Se leggiamo alcuni versi dello “Zibaldone” di Leopardi appartenenti circa al 1826, ci rendiamo conto che dietro l’apparente bellezza si nasconde una triste ed impensabile realtà di sofferenza per tutti gli esseri viventi, animali e piante, nessuno escluso. Mi sovviene Manzoni e il suo considerare il dolore non come forza bruta, cieca ed inutile, ma come caratteristica naturale e significativa della condizione umana. La “provvida sventura”, che legge nella sofferenza un segno della presenza di Dio, che mette a dura prova le sue creature, ma mai le abbandona. Il dolore è quindi una testimonianza dell’immenso amore di Dio, poiché rende degni di una vita migliore coloro che lo sopportano con rassegnazione e con fede.

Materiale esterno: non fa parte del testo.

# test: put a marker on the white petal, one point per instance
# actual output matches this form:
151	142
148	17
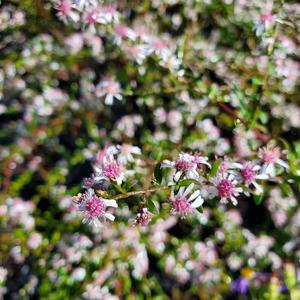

Il dolore come “forza che crea energia”, che non schiaccia, semmai trasforma e irradia Amore. “I malati guariscono i sani”.  È esattamente quanto ha detto Giovanni Paolo II, dedicando una lettera apostolica all’argomento per mettere in luce il senso insieme soprannaturale e umano della sofferenza: «È soprannaturale perché si radica nel mistero divino della redenzione del mondo ed è altresì profondamente umano, perché in esso l’uomo ritrova se stesso, la propria umanità, la propria dignità, la propria missione». Cesare fa ai suoi lettori un dono prezioso, racconta nel suo stile pulito e piano, con rara chiarezza e definito sfondo, in bilico tra realtà e libera fantasia, il senso alto e puro della sofferenza, che mai è fatalità o castigo, poiché dall’amore viene e all’amore porta.